Effects of Hall, ion slip, viscous dissipation and nonlinear thermal radiation on MHD Williamson nanofluid flow past a stretching sheet

This work aims to explore the effects of ion slip and Hall current on the flow of MHD Williamson nanofluid over a stretching plate in the presence of chemical reaction, viscous dissipation, ohmic (Joule) heating, nonlinear thermal radiation, and heat generation/absorption. After using appropriate similarity transformations, the highly nonlinear governing partial differential equations are transformed to a system of ordinary differential equations. The subsequent non-linear problems are treated to numerical results by reducing the converted nonlinear ODE in to first order. The fifth-order Runge–Kutta method along with the shooting approach is implemented using the python programming tool to analyze the problem. Graphical representations have been used to investigate the impacts of the derived physical parameters on the temperature, velocity, and concentration distributions of nanoparticles with the goal of giving each parameter a physical interpretation.
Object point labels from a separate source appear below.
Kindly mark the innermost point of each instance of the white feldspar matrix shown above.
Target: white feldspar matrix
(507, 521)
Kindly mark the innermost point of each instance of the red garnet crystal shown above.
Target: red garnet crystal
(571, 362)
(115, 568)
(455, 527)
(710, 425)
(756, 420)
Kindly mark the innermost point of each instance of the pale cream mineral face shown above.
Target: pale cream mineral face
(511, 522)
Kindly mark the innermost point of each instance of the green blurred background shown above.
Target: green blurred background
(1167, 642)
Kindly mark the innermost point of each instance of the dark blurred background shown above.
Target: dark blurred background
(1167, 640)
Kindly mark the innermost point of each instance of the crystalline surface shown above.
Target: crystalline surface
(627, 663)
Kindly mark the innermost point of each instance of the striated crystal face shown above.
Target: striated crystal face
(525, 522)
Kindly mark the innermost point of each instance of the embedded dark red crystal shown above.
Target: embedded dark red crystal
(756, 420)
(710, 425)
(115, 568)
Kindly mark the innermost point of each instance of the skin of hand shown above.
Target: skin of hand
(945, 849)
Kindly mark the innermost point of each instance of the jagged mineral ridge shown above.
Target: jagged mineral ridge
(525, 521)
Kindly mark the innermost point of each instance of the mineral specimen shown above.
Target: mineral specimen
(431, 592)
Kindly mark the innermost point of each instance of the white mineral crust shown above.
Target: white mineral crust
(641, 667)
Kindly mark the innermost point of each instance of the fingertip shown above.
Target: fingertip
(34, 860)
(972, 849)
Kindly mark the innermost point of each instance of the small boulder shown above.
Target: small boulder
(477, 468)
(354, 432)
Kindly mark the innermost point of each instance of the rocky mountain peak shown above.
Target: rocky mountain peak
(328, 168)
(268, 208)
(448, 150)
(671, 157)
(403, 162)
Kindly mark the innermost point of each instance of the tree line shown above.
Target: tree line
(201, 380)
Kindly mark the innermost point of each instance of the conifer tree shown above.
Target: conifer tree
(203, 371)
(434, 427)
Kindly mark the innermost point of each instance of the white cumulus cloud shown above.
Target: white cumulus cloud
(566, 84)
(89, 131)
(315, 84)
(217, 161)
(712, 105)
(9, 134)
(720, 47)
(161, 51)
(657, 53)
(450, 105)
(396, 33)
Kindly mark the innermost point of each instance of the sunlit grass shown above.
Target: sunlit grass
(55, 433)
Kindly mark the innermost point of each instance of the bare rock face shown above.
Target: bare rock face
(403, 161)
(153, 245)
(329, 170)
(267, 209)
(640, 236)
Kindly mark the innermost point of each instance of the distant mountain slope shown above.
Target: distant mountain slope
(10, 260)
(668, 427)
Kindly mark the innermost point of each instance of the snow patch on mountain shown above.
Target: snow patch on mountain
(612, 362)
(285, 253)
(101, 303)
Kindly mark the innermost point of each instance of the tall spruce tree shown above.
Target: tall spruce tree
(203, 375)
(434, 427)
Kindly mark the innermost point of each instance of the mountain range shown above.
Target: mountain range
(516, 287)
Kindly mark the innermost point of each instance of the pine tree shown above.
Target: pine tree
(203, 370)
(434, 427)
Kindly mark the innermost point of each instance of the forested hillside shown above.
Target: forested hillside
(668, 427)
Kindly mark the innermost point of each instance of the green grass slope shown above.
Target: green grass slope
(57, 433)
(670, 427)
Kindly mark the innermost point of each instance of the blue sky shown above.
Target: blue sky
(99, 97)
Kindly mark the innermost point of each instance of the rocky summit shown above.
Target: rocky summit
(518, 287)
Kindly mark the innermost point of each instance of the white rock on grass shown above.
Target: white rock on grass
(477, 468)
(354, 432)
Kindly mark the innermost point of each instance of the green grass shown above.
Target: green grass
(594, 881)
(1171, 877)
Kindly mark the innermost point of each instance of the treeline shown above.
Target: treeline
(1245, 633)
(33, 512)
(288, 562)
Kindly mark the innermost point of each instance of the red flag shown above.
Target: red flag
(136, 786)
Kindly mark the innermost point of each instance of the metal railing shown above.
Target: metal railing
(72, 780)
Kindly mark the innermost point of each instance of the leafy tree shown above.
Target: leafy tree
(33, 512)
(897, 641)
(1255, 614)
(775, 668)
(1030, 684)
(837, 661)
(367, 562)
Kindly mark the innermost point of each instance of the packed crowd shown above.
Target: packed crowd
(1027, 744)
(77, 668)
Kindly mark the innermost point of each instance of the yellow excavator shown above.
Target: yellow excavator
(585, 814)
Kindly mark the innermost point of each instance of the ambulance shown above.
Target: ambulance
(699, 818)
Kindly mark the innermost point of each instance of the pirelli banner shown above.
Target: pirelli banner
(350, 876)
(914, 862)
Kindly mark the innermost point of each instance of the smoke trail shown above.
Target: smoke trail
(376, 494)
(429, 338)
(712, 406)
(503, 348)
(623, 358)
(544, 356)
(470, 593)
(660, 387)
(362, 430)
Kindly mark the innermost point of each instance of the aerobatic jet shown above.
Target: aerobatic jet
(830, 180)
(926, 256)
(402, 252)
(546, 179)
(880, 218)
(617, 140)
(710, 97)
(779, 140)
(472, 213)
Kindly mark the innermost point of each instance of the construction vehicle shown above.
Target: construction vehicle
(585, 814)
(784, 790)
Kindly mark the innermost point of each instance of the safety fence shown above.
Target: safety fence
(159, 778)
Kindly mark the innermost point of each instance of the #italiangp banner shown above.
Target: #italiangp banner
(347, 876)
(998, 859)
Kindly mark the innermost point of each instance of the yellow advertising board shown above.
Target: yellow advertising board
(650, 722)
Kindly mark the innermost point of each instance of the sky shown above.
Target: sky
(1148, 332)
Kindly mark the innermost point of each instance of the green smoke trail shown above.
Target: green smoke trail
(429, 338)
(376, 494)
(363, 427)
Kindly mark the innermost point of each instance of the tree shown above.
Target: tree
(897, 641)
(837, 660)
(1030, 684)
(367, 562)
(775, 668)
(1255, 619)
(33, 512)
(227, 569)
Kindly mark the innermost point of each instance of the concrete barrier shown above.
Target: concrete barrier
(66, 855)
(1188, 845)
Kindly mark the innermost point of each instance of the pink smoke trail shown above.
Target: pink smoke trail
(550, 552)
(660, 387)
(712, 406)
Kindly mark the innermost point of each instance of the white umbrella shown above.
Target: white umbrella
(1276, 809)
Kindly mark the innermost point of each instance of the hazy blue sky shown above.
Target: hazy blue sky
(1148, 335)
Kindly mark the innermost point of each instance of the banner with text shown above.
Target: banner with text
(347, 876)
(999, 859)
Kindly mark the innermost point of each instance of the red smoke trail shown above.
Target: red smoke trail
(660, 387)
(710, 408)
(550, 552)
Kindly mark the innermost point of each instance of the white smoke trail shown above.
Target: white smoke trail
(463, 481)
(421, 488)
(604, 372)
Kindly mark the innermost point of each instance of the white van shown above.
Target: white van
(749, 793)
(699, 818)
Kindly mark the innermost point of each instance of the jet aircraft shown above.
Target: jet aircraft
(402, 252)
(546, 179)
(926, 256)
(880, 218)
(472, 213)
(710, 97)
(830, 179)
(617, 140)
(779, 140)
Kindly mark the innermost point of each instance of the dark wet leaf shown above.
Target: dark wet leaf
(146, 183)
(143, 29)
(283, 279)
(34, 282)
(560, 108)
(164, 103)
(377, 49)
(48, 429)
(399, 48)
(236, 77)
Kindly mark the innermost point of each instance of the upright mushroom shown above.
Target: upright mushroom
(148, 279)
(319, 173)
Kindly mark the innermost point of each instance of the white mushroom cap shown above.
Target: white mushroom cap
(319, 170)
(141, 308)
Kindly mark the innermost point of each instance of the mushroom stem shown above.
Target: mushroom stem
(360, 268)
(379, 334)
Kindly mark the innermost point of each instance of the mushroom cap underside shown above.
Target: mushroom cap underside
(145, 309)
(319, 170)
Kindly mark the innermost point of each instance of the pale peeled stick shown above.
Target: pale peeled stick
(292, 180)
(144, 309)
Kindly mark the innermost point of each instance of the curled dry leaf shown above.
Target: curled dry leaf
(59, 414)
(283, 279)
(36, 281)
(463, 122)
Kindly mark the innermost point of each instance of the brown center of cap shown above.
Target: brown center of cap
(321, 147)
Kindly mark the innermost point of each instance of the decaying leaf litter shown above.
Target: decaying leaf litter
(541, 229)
The study of the effects of various physical parameters on the skin friction coefficient, the local Nusselt number and the Sherwood number was finally explained with the help of graphs and tables. It is discovered that when the Hall parameter increases, both the principal and secondary velocity profiles decline but the temperature and concentration profiles rise. Both the Williamson parameter and ion slip effect produce similar results to the Hall parameter with decreasing velocity profiles and increasing temperature and concentration profiles. Furthermore, it is seen that the temperature and concentration profiles increase in response to an increase in the nonlinear thermal radiation parameter. The increment in Eckert number (viscous dissipation term) also showed enhancements in temperature and concentration profiles. Additionally, the primary skin friction coefficient and rate of mass transfer are accelerated by raising the Hall parameter, ion slip, Williamson parameter, or Darcy number, but the heat transfer rates are slowed down in the boundary layer. Lastly, the obtained results were cross-referenced with earlier findings, considering specific assumptions, to establish the credibility of the results. The comparison revealed that the new results provided valuable and profound insights into the studied phenomenon.